The S&P 500 bounced significantly during the trading session on Wednesday as the market has started to focus on the possibility of everything being awesome again, but the reality is that the economic situation will eventually bring the market back to earth, as the economic damage done to the economy is obviously going to weigh upon earnings, and at this point it seems as if there is a massive selloff just waiting to happen. Signs of exhaustion will more than likely appear, and they should be an opportunity to start selling again. At this point, the market continues to run on hope, but earnings are going to be through the floor.
Furthermore, one has to wonder whether or not the economy will be anything remotely close to normalized, even after the governments around the world lift the lockdown. After all, there are going to be massive ramifications as to how the public acts after this time, as some of the reaction to the coronavirus has been borderline hysterical by the public.
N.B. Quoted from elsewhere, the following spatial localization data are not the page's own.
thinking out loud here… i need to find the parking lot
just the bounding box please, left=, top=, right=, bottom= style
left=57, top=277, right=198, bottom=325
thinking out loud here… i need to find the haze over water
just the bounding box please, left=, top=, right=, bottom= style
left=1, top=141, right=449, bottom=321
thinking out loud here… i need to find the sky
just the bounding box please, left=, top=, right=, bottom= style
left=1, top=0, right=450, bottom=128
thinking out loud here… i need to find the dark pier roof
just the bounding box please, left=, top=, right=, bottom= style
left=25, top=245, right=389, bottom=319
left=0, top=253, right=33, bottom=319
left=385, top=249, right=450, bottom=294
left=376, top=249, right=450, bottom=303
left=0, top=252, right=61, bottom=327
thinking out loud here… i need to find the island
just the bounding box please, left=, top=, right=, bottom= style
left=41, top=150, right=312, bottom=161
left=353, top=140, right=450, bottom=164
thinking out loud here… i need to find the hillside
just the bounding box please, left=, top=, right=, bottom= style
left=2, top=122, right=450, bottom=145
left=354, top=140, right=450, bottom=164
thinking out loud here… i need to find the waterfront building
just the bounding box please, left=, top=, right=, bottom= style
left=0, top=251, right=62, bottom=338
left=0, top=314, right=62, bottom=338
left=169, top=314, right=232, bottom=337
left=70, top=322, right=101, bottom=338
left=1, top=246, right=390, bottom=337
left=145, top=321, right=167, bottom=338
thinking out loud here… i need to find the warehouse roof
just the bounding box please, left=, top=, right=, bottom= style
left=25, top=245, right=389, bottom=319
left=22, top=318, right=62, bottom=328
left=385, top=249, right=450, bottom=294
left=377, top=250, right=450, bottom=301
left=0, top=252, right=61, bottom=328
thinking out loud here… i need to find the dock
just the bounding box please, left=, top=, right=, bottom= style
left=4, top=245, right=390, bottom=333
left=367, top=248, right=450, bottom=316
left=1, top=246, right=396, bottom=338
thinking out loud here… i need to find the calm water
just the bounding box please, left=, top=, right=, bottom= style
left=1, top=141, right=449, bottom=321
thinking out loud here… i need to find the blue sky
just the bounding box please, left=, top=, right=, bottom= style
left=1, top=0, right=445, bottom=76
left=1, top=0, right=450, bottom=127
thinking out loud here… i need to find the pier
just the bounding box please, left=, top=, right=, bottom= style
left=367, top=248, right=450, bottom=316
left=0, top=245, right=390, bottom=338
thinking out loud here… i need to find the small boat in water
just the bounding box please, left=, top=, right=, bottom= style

In other words, it has highly likely that there are going to be major changes when it comes to the behavior of the American consumer, which is roughly 70% of the economy. This does not mean that the market cannot rally from here, just that eventually the reality will catch up.
To the upside, I see the 200 day EMA offering a significant amount of resistance, especially considering that there is the 61.8% Fibonacci retracement level in that area, and a massive gap. Furthermore, the 3000 level is just above there, so I think at this point what we are going to see is massive resistance that will be difficult to overcome. In the near term, we could continue a little higher, but I think it is only a matter of time before the selling pressure from earlier in the week comes back into play. The target to the downside on a break down below the Tuesday and Wednesday candlesticks would be a move towards the 2640 handle, which was previous resistance. I believe that if you are patient enough, you should see enough exhaustion to jump on. I do not have any interest in buying this market at this point, because it has gotten a bit too expensive, as the P/E ratio for most companies are just as high as they were back in February when the whole thing broke apart.